Lalo se mudou para Hollywood na década de 1960, onde passou a fazer temas para os seriados de televisão e obteve um êxito estrondoso com as composições para a série Missão Impossível, The Big Valley, e Mannix. No Cinema, seus principais sucessos são para os filmes Rebeldia Indomável (1967), Meu Nome é Coogan (1968), Bullitt (1969), A Marca da Brutalidade (1972), e O Homem que Burlou a Máfia (1973). 



FRANK De VOL (1911-1999)

Filho de um músico dono de uma orquestra que tocava em um cinema, Herman Frank DeVol (as vezes creditado apenas como DeVol) nasceu a 20 de setembro de 1911, no Oeste de Virginia. Seus pais queriam que ele fosse um advogado, mas ele queria uma carreira musical. De Vol era membro do sindicato dos músicos desde a idade de 14 anos e trabalhou para seu pai na orquestra que ele dirigia na sala de cinema. Seus instrumentos foram violino, e o saxofone, em primeiro lugar.


Após vários trabalhos com bandas e também na rádio, seja compondo músicas ou fazendo arranjos, ele se integrou no cinema para fazer composições para grandes filmes.
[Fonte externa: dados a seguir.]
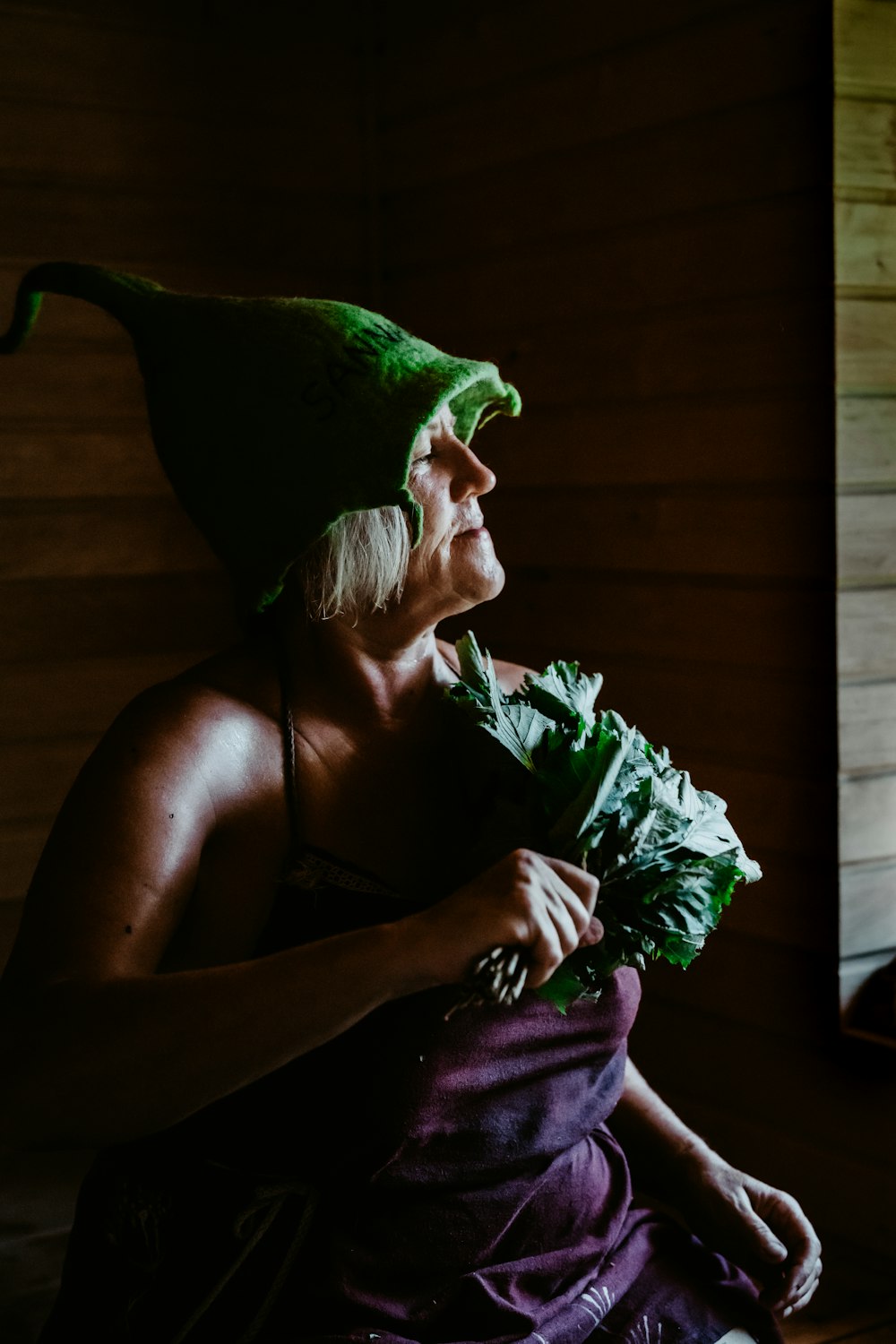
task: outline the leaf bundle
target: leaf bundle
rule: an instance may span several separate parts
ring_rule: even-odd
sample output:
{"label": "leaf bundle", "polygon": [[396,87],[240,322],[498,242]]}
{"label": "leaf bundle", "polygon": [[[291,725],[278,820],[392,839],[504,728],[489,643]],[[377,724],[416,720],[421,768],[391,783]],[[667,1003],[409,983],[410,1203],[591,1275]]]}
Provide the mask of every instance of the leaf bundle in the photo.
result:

Em 1955, Frank De Vol inicia a primeira colaboração com Robert Aldrich no filme O Beijo Fatal (Kiss Me Deadly- 1955). Os filmes entre a colaboração com De Vol/Aldrich: Que Teria Acontecido a Baby Jane? (What Ever Happened to Baby Jane?, 1962), Os Doze Condenados (The Dirty Dozen, 1967), O Imperador do Norte (Emperor of The Nort Pole, 1973), Golpe Baixo (The Longest Yard, 1974), Cidade dos Anjos (Hustle, 1975), Os Rapazes do Coro (The Choirboys, 1977), O Rabino e o Pistoleiro (The Frisco Kid, 1979) e Garotas Duras na Queda (…All the Marbles, 1981), o último filme de Robert Aldrich.


No Brasil tornou-se muito popular o tema The Fuzz, composta pelo compositor originalmente para o filme Acontece Cada Coisa (The Happening, 1967) e utilizada na abertura do Jornal Nacional até hoje. Frank DeVol faleceu a 27 de outubro de 1999. 



ANGELO FRANCESCO LAVAGNINO (1909-1987)

Um compositor pouco conhecido, mas que ao se assistir algumas produções épicas italianas com certeza já se ouviu suas composições ou viu seu nome nos créditos de abertura. Lavagnino nasceu a 22 de fevereiro de 1909, em Genoa, Itália. Formou-se em violino e se aperfeiçoou nas composições de Giuseppe Verdi, de quem teve grande influência, no Conservatório de Milão. Lavagnino merece um lugar especial na música de cinema por sua contribuição também para os documentários e cine-jornais italianos. Segundo o compositor, o principal colaborador de um musico não é o diretor da orquestra, e sim o engenheiro de som, e Lavagnino muito realizou assumindo este papel.



Perito em música clássica, ele chegou a escrever um concerto para violino e orquestra, e até uma missa para coro e orquestra. Ele começou a compor para o cinema em 1951, para o diretor Orson Welles a obra Othelo. Desde então, ele escreveu música para centenas de filmes, entre os quais: Meu Filho Nero (1956), A Maja Desnuda (1958), Os Últimos Dias de Pompeia (1958), A Vênus Imperial (1960), O Colosso de Rhodes (1960), Esther e o Rei (1960), A Revolta dos Escravos (1961), Os Dez Gladiadores (1963). Morreu em 21 de agosto de 1987.